Which mean you are pulling at much slower rate than your ingestion rate. Or you are using too less Receiver than your Kafka Partitions . Data is coming at Kafka but Receiver not puling at same rate, so receiver is lagging. How many Kafka Partition you have ? If you have say 20 Partitions, you can use say 5 receivers to check if that works better.

You can increase both your number of receivers and consumer.fetchsizebytes ( say set it to 4 MB) and observe .

Sure. will try your suggestions - thanks for the insights on lagging. This will help us troubleshoot problems in future.
Also we are using 1 receiver and 9 partitions and not using backpressure.
Do you foresee any spark memory issues if the data is coming in at rate of 102KB in 250 msec (batch size 10 sec) and we have only one receiver and not using backpressure?

What kind of machines you are using ? For 1 Receiver handling N partitions, it spawns N thread for all partitions and pull form Kafka . In our production we have around 160 partitions and we are using around 20 receiver and each receiver handles 8 partitions. But our pull frequency is much higher (2 sec) and batch time is around 2 min ..so all threads get scheduled for CPU cores. As Receiver is a task in Spark which is allocated 1 Core (or number of core per task) , I believe all threads not getting fair cpu cycle. You can try increasing consumer.fillfreq to say 1/2 sec and set fetchSize to 4 MB and see if that works better. What that mean, you go to Kafka lesser time, but each time you pull larger chunk . Also higher number of Receiver will also work.

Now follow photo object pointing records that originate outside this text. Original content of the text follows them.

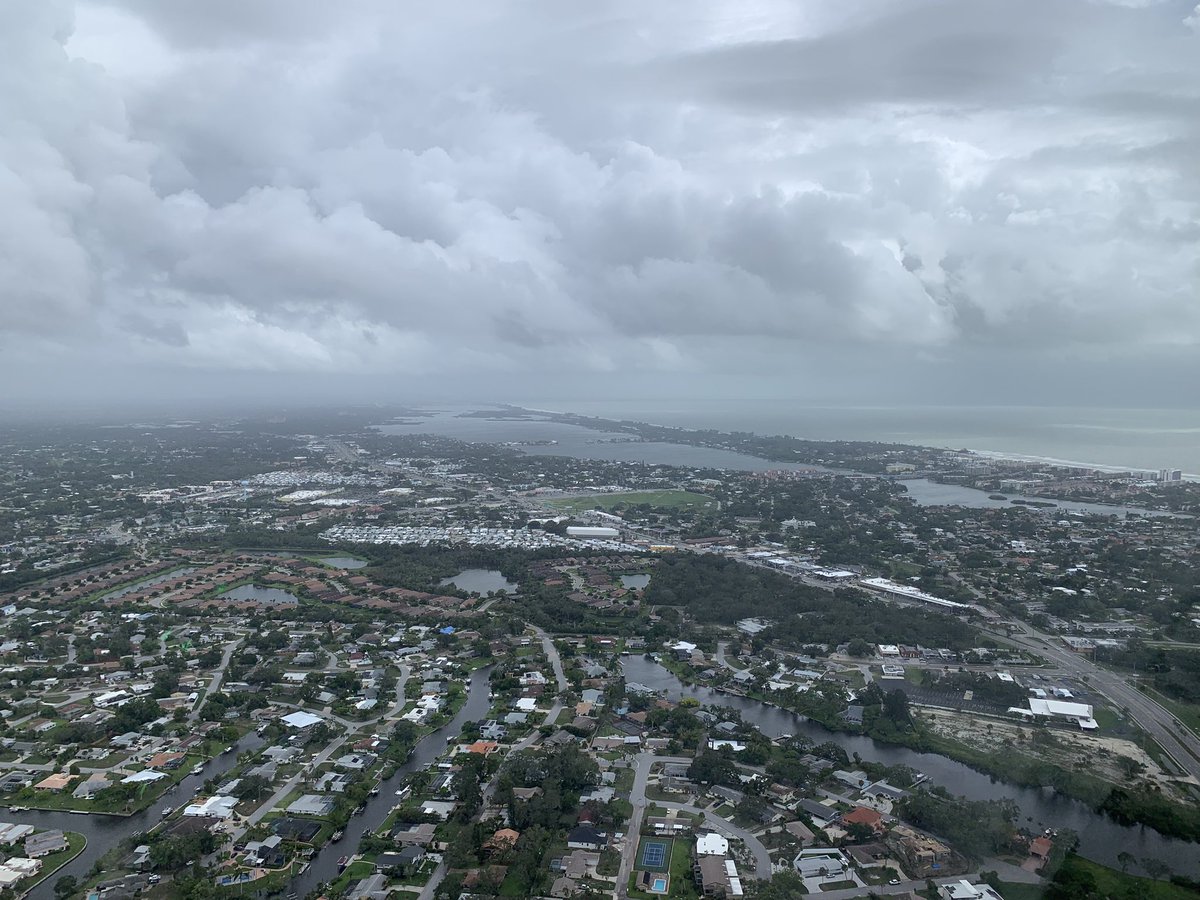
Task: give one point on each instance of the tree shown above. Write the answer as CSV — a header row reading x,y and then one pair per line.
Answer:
x,y
251,787
858,647
1156,868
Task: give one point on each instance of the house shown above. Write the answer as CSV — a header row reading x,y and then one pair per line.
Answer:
x,y
709,876
504,840
407,859
585,837
966,891
712,845
483,748
821,863
95,783
300,720
165,761
852,779
46,843
922,856
220,807
442,809
55,783
311,804
16,869
409,833
373,887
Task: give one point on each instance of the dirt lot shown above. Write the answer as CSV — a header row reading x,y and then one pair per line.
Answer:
x,y
1068,749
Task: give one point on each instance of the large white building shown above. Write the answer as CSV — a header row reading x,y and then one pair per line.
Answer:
x,y
1059,711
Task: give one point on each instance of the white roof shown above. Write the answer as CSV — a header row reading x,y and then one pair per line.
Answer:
x,y
712,845
300,719
217,807
1057,707
144,775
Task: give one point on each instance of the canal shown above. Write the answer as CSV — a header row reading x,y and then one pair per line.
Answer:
x,y
1099,838
323,867
106,832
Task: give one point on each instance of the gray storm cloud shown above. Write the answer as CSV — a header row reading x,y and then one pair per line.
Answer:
x,y
274,187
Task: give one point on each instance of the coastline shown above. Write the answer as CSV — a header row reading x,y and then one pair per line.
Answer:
x,y
979,444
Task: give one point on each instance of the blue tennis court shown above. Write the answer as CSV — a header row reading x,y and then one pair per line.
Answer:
x,y
654,855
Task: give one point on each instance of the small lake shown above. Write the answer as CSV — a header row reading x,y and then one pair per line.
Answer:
x,y
480,581
261,594
1101,838
343,562
149,582
935,493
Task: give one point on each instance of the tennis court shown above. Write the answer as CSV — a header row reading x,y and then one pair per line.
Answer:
x,y
655,856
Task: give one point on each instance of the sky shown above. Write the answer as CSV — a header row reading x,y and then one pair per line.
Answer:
x,y
829,202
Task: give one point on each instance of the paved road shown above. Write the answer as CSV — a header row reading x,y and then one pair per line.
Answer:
x,y
556,661
642,763
1153,719
761,857
217,677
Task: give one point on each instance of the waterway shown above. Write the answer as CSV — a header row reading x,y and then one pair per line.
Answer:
x,y
105,832
480,581
259,594
529,435
1099,838
343,562
323,865
149,582
934,493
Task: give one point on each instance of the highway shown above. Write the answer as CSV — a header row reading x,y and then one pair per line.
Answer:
x,y
1179,743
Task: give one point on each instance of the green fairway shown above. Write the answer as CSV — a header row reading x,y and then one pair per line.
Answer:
x,y
669,499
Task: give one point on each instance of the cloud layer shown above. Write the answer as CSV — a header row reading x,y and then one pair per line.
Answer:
x,y
689,191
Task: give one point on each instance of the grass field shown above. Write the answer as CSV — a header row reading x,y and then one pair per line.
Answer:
x,y
667,499
1109,883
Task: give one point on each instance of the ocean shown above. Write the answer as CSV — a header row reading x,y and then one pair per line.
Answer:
x,y
1149,439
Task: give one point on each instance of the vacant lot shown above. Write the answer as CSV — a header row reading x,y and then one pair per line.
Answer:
x,y
669,499
1068,749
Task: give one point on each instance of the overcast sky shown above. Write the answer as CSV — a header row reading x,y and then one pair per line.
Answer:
x,y
846,201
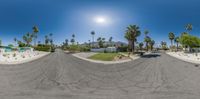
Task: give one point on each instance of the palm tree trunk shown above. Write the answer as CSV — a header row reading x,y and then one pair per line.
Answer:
x,y
177,46
93,41
147,46
171,43
133,46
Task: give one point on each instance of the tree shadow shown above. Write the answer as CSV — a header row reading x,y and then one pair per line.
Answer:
x,y
151,56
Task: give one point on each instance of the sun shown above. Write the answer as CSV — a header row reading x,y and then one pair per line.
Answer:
x,y
100,20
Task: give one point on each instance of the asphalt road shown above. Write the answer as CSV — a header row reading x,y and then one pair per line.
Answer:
x,y
62,76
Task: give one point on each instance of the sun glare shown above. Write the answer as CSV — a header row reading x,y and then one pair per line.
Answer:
x,y
100,20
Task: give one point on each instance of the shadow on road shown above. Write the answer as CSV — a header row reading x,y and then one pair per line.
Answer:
x,y
151,56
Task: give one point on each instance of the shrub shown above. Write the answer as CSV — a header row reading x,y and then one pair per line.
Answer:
x,y
43,48
122,49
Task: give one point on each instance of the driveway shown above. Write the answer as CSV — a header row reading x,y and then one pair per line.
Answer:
x,y
62,76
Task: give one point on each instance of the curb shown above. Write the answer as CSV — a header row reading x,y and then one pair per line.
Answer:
x,y
102,62
186,60
24,61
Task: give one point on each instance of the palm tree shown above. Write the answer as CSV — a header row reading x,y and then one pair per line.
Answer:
x,y
101,41
152,44
92,33
110,40
46,40
141,45
73,39
89,42
131,35
146,32
39,42
35,32
28,38
51,39
164,44
66,42
147,39
188,27
171,37
15,40
176,40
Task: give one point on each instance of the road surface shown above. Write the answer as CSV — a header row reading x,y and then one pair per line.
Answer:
x,y
62,76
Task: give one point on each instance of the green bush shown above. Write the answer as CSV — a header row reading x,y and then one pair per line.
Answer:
x,y
43,48
122,49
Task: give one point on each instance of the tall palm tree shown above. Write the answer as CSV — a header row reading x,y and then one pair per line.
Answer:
x,y
73,39
93,33
147,39
46,40
35,32
188,27
146,32
101,42
164,44
28,38
141,45
66,42
171,37
110,40
176,40
152,44
15,40
51,39
131,35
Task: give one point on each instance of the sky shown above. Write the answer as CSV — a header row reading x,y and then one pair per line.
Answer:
x,y
106,17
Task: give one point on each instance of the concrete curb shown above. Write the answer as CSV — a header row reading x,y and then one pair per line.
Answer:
x,y
183,59
102,62
24,61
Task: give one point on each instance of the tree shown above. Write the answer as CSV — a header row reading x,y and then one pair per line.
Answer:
x,y
28,38
131,35
21,44
147,39
163,44
171,37
141,45
101,41
188,27
66,42
15,40
46,40
35,32
176,40
189,41
72,41
39,42
51,39
93,33
152,42
110,40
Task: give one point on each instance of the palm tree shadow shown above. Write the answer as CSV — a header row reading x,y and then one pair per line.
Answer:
x,y
150,56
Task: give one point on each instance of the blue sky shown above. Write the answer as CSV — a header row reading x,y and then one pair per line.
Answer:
x,y
65,17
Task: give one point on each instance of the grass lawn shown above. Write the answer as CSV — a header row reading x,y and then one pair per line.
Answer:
x,y
104,56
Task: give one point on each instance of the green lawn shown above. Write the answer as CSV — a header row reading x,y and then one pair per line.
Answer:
x,y
104,56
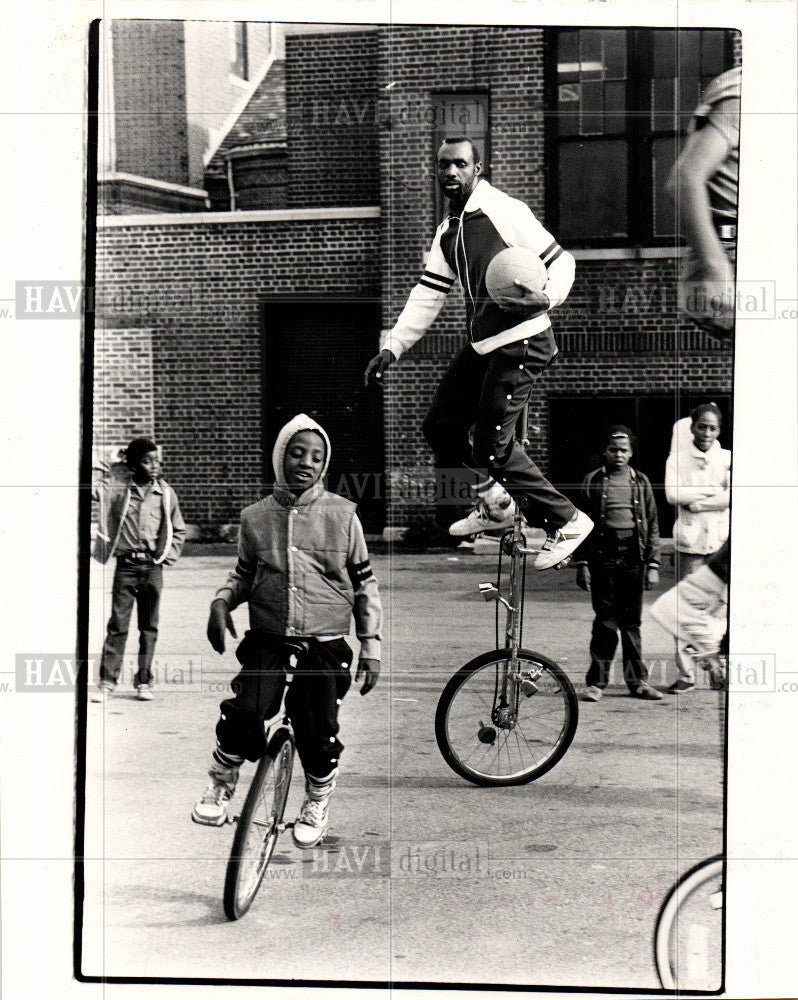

Say you set 3 Receiver to start with and check if it can manage 9 partitions .

Also you need to make sure if your Kafka publisher is equally distributing to all Partitions. Sometime we see due to wrong Partitioning logic in Publisher some Partitions not getting messages at all.

Closing this

hi @krantig , if you do not mind, can you tell me name of your organization also if this consumer is running in production in your organization. I need it just for my reference.